Probation violation is a serious violation where someone breaks the terms and conditions of their probation. There are, of course, consequences for a probation violation, but they vary by the circumstances of the violation. These could include whether the violator has broken their violation in the past, their motivation or reasoning for wanting to break the violation, and the nature of the violation. Common penalties for a probation violation will include large penalties and extended jail time or probation.
Probation violation laws differ greatly by state, and also by federal and state laws. Get an experienced lawyer like Lloyd Gastwirth. However, there are many different ways to violate probation that are illegal in most states. These include not appearing at a scheduled court trial, not reporting to your probation officer, traveling out of state, committing other crimes during your probation (or getting arrested for them) or not paying any fines that you have been ordered to pay.

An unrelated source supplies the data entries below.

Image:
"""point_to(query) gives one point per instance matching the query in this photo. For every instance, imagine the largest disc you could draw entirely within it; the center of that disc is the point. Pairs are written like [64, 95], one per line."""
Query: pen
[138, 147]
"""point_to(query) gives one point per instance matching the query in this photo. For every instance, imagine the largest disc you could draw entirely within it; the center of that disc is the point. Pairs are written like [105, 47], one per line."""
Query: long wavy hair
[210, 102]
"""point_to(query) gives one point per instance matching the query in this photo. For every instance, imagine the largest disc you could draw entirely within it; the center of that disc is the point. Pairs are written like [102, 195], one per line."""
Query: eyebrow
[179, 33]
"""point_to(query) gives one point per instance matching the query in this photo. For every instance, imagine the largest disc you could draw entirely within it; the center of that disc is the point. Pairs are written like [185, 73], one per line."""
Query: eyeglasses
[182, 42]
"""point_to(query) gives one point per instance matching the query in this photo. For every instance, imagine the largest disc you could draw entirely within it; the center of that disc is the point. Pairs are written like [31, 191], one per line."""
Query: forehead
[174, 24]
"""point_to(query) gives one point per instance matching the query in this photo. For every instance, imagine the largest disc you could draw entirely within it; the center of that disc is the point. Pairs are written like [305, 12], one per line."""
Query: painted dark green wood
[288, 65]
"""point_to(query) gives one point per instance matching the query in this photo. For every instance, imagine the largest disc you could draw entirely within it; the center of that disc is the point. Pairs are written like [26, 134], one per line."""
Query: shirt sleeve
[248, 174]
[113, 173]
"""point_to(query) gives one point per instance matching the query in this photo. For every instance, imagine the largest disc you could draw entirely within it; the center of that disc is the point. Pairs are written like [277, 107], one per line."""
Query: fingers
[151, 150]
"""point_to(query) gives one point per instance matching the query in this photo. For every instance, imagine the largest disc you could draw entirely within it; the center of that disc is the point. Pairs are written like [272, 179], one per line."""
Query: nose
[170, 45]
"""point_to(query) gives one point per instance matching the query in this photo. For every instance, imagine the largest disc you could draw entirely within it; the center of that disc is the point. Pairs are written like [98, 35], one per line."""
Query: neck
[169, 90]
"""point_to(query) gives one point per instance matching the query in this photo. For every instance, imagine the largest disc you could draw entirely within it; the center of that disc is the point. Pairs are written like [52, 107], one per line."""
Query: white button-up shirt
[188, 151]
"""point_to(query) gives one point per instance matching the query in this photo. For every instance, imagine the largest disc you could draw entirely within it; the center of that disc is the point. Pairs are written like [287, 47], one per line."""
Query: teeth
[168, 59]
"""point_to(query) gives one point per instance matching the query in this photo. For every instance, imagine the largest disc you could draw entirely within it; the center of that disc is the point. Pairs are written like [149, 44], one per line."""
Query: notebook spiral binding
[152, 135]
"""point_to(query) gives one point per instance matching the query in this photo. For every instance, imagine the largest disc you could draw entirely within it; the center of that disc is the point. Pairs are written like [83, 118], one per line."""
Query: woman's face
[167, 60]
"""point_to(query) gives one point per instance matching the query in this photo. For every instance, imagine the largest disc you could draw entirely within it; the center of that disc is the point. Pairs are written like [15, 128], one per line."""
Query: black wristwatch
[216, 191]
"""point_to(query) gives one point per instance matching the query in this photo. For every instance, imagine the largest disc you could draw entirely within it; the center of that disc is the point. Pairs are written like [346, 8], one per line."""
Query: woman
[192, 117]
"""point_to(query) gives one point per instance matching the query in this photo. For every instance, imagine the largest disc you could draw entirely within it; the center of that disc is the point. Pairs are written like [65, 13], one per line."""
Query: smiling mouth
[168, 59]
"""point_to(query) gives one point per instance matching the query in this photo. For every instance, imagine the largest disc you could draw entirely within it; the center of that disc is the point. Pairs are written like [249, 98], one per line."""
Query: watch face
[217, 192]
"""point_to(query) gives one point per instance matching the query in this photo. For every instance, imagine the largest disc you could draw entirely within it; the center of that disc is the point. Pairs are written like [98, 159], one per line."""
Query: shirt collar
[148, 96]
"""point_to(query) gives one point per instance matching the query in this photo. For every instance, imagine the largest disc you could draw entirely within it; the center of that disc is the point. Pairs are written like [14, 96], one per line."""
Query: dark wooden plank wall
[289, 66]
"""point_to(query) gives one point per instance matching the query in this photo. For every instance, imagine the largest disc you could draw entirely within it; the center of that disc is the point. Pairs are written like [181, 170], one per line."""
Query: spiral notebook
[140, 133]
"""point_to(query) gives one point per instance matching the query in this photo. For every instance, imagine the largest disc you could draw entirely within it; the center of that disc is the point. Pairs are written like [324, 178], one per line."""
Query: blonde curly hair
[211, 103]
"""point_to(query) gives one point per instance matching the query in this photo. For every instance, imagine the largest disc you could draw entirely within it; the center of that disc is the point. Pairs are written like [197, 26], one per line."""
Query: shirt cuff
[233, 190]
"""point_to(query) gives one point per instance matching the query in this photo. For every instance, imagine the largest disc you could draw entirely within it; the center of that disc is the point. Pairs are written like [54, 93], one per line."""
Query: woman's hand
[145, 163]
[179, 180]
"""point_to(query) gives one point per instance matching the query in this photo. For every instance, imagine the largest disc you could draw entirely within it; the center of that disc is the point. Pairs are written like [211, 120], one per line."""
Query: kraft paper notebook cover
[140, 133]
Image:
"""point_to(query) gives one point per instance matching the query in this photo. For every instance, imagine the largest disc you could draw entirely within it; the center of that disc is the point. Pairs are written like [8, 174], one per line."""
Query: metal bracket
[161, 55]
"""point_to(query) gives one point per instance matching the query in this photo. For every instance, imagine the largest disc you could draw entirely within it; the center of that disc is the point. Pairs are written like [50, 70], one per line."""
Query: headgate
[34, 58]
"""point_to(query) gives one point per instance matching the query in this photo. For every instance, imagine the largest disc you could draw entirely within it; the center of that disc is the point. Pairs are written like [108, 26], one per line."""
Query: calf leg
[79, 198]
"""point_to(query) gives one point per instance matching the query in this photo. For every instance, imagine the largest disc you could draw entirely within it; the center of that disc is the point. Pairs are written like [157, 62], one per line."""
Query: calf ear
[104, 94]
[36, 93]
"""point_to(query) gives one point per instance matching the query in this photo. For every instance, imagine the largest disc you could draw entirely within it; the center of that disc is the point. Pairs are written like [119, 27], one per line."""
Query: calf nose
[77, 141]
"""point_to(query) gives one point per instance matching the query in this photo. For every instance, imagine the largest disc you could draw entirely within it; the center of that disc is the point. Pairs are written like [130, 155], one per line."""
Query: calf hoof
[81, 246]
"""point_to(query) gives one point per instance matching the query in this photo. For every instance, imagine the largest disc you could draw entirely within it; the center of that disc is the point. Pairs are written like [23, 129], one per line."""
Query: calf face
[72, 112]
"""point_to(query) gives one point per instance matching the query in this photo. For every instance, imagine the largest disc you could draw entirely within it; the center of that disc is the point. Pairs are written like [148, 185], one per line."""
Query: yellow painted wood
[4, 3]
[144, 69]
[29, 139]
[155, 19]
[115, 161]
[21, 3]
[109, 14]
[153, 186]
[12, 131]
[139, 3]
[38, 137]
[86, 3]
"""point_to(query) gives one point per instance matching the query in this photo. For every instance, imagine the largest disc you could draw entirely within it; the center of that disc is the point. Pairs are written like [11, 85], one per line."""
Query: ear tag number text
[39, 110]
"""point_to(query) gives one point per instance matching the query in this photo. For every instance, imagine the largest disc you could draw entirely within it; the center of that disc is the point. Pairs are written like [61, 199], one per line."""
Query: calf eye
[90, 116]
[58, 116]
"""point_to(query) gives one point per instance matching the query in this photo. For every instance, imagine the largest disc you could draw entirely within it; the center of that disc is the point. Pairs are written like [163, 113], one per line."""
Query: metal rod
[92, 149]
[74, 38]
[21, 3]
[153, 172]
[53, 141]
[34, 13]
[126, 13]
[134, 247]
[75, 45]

In the event that a person does violate their probation, then there are a few possibilities for what can happen next. The first may require the violator to appear in court once the probation violation has been reported by the probation officer. The methods listed above will be held in consideration during the court session, and the probation officer would offer their opinion on the severity of the violation. Generally, the violator will be forced to pay a fine and spend more time either on probation or in prison.
In the event that the violator is found guilty of violating their probation, a sentencing will proceed immediately after the probation hearing. The violator will see their probation extended, pay a large fine, and/or return to prison. If the violator has violated their probation before, then the sentence will be much harder.
However, other penalties for violating probations can vary greatly. For example, a lighter sentence could mean spending some time with community service, or at an institution to correct the violator’s behavior such as rehab or another program. The harsher penalties include large fines or seeing a longer probation time. On serious account, the probation will be eliminated altogether and the violator will be forced to spend their remaining time in prison. In an even harsher sentence, the judge may require the violator to serve an extended amount of time in prison in addition to paying an extremely large fine.